PRISM is playing a central role in one of the most exciting and important community-based planning efforts underway in the region, the Skagit Alternative Futures Project. Funded by an EPA grant to Skagit County, the four-year project is working with a technical team (coordinated by John Lombard, Manager of PRISM Applications) and a stakeholder group to develop a broadly supported vision and detailed implementation plan for an "alternative future" for the Skagit River watershed, the largest and most ecologically important river basin in the Puget Sound area.
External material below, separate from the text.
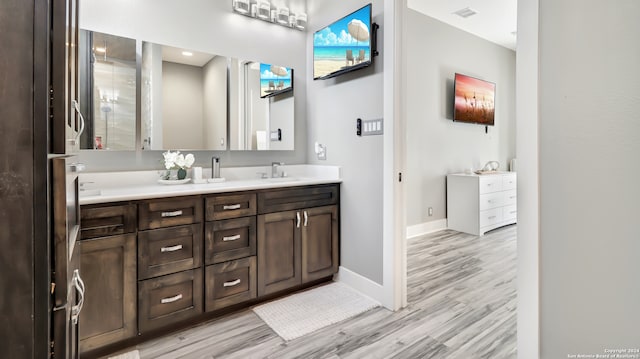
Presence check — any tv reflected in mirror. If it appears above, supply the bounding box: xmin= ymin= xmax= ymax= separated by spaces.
xmin=260 ymin=63 xmax=293 ymax=98
xmin=453 ymin=73 xmax=496 ymax=126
Looking out 50 years, the plan is intended to accommodate inevitable growth and respond to climate change in a way that, to the greatest extent possible, can also improve ecological conditions and preserve the local farm economy.

The project is moving forward in three phases:

  • From July 2008 through June 2010, the project is focusing on defining and evaluating four initial alternatives-the Plan Trend, Development, Conservation and Agriculture futures-under different scenarios of population growth (which would apply equally across the different futures). 
  • Learning from this initial evaluation, starting in mid-2010 a Citizens Committee will be responsible for developing a "Preferred" future, working with technical committees for the ecosystem, growth management, agriculture, and forestry.
  • In 2011 and 2012, the County and other implementing bodies will incorporate guidance from this future into comprehensive plan policy and map (zoning) changes, incentive programs, development regulations, a surface water management plan, funding priorities for habitat restoration and farmland preservation, and other policies and programs.

Expected long-term outcomes include improvements in key indicators for water quality, salmon recovery, and ecological health and functioning; satisfaction of criteria for the long-term viability of agriculture; and improved certainty and predictability for development.

The UW's College of Forest Resources is assisting the Skagit Alternative Futures Project by evaluating how changes in land cover would likely affect biodiversity and key wildlife species. The UW's Climate Impacts Group is assisting the project with a summary for policymakers of current climate research in the Skagit watershed.  The UW's River History Project is assisting  with modeling historic conditions in the Skagit Valley. Other prominent technical partners include NOAA Fisheries, The Nature Conservancy, the Washington Department of Fish and Wildlife, and Skagit County's Planning, Public Works, and Geographic Information Systems departments.